SINGAPORE: Penny-conscious commuters in Singapore can now tap on another carpooling option that is similar to GrabHitch and Ryde.
Enter Uber Commute - a carpooling offering which also bases fares on the costs incurred by the driver, according to Uber’s news release on Wednesday (Mar 14).
It will be available from Thursday on the current Uber app, and riders and drivers can utilise their existing Uber account to access the service.
Uber Commute drivers will get to keep all of the fare, unlike Uber's private-hire drivers who have to give the company a roughly 20 per cent cut. Fares are “expected to be up to 51 per cent cheaper” than its on-demand uberX service, the company says.
“Uber Commute is designed for people who are already driving themselves to and from work, and are open to sharing their daily commute with fellow individuals travelling in the same direction,” said the company, in a news release.
Unlike other services, however, Uber Commute rides are only available from 5am to 10pm on weekdays. Commuters will also not be sharing their rides with other passengers on the same carpool, as only one rider is allowed per trip.

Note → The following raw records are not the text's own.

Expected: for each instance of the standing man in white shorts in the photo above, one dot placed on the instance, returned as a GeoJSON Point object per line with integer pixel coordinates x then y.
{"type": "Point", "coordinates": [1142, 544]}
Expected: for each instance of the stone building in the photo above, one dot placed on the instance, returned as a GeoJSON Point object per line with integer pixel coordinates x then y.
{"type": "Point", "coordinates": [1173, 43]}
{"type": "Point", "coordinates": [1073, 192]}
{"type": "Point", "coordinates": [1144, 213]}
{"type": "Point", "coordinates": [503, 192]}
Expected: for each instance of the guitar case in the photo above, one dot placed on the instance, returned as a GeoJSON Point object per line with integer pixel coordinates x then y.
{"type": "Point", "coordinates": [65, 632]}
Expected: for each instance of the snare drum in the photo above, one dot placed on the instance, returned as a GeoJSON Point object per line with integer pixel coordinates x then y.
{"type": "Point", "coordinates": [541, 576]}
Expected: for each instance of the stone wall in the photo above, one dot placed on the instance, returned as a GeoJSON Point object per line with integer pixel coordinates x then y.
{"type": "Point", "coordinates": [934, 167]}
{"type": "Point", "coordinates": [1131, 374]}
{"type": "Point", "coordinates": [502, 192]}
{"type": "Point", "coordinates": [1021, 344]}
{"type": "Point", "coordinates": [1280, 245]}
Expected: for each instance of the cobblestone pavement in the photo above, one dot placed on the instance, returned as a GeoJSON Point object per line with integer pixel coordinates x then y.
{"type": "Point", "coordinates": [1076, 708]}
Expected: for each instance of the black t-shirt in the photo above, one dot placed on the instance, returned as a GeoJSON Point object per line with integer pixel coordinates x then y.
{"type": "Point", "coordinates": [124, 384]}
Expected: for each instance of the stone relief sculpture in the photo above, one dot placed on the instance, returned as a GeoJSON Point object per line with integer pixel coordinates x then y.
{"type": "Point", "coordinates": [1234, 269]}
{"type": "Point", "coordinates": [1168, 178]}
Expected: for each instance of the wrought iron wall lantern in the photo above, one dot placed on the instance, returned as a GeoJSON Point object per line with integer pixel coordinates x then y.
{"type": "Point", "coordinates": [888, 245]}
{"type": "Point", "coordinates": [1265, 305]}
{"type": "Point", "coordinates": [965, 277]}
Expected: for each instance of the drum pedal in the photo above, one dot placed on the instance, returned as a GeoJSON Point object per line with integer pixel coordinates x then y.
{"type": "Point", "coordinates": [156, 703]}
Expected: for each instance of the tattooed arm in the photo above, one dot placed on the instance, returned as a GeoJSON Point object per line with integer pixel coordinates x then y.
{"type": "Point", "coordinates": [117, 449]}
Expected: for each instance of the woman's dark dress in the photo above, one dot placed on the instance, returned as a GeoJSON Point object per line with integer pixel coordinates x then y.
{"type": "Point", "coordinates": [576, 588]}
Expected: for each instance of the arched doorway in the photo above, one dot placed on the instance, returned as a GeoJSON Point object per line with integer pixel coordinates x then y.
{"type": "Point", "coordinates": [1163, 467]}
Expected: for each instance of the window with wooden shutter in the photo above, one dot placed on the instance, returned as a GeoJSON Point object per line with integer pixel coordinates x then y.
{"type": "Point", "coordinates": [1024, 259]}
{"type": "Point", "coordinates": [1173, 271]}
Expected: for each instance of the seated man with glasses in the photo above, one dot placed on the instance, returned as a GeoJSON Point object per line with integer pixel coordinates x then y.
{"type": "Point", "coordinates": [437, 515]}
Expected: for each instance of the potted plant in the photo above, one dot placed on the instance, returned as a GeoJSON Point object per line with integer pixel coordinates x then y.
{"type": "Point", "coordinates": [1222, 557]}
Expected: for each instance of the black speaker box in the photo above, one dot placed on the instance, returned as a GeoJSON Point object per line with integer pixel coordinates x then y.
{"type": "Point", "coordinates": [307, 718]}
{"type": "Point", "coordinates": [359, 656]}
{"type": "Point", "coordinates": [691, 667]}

“Based on the regulations, drivers on Uber Commute can only recoup their costs through carpooling,” said Mr Warren Tseng, general manager for Uber Singapore and Malaysia.
He added: “Allowing only one passenger on the trip is the approach we decided to take to ensure adherence to the law on this product."
As for tolls incurred during the ride, drivers would have to agree on splitting the cost with riders they pick up.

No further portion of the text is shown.